3. Add the noodles, reserved pasta water and remaining 1 tablespoon butter to the cabbage. Stir over medium-high heat until the noodles are saucy and glossed with melted butter, 1 to 2 minutes. Season to taste with salt and pepper.
Chicken Enchiladas
With the help of rotisserie or roast chicken and easy, premade (or canned) enchilada sauce, these American Southwest-inspired enchiladas are ready in about an hour. Make them vegetarian by substituting the chicken with roasted vegetables, such as summer or winter squash, eggplant or mushrooms. For extra flavor and texture, add some fresh cilantro, or chopped raw onion or jalapeño to the filling before you roll up the enchiladas.

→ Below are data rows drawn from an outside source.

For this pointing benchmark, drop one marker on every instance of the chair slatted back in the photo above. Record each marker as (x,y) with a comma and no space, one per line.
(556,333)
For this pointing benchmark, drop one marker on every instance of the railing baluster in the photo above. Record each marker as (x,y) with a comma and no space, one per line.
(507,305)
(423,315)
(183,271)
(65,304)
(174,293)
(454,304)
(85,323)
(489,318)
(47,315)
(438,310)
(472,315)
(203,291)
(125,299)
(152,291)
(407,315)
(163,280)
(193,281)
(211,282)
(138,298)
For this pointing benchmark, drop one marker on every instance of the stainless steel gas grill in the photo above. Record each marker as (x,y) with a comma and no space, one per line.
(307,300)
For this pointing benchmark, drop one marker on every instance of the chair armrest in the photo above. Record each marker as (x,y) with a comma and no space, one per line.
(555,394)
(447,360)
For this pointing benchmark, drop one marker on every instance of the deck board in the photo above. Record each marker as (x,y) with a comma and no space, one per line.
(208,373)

Pre-shredded cheese (preferably cheddar or a Mexican blend) will help get this meal on the table even faster.
By Rick Martínez
Yield: 6 servings
Total time: 65 minutes
Ingredients
- 1/4 cup vegetable oil
- 12 (6-inch) corn tortillas
- 1/2 medium white onion, chopped
- 1 medium poblano or green bell pepper, stemmed, seeded and chopped
- 3 garlic cloves, finely chopped
- 2 large tomatoes, cored and finely chopped
- Kosher salt (such as Diamond Crystal)
- 2 cups cooked shredded chicken (from a roast chicken or rotisserie chicken)
- 2 1/2 cups enchilada sauce or from 2 (10-ounce) cans
- 12 ounces (3 cups) sharp cheddar, shredded
- Pico de gallo, for serving (optional)
Preparation
1. Heat the oven to 400 degrees. Using 2 tablespoons of the oil, lightly brush both sides of each tortilla. Heat a large skillet or griddle over medium-high and, working in batches, cook tortillas until lightly browned and just starting to crisp but still pliable, 45 seconds to 1 minute per side. (This will prevent the tortillas from falling apart while cooking.) Set aside.
2. Heat the remaining 2 tablespoons of oil in a large skillet over medium-high and cook onion, poblano, garlic, tomatoes and juices, and 1 teaspoon salt, stirring and scraping up any browned bits, until most of the liquid has evaporated and tomatoes begin to stick to the skillet, 9 to 11 minutes. Stir in chicken, 1/2 cup enchilada sauce and 1/2 teaspoon salt until combined and just warmed through; remove from heat. Taste and season with additional salt, if necessary.
3. Pour 1/2 cup enchilada sauce into a 9-by-13-inch baking dish, spreading to cover the bottom. Working one at a time, arrange a scant 1/4 cup of chicken down the center of the tortilla, roll to secure the filling and place seam side down in the baking dish. Repeat with remaining tortillas and chicken, making sure they’re nestled right up against each other.
4. Pour the remaining enchilada sauce over the tortillas, then scatter cheese on top. Bake until the sauce is bubbling and the cheese is just beginning to brown, 15 to 20 minutes. Serve warm topped with pico de gallo, if desired. For leftovers, divide remaining enchiladas into portions of 2 or 3; wrap each portion tightly in plastic wrap or place in a freezer bag, squeeze out the air, seal and freeze for up to 3 months.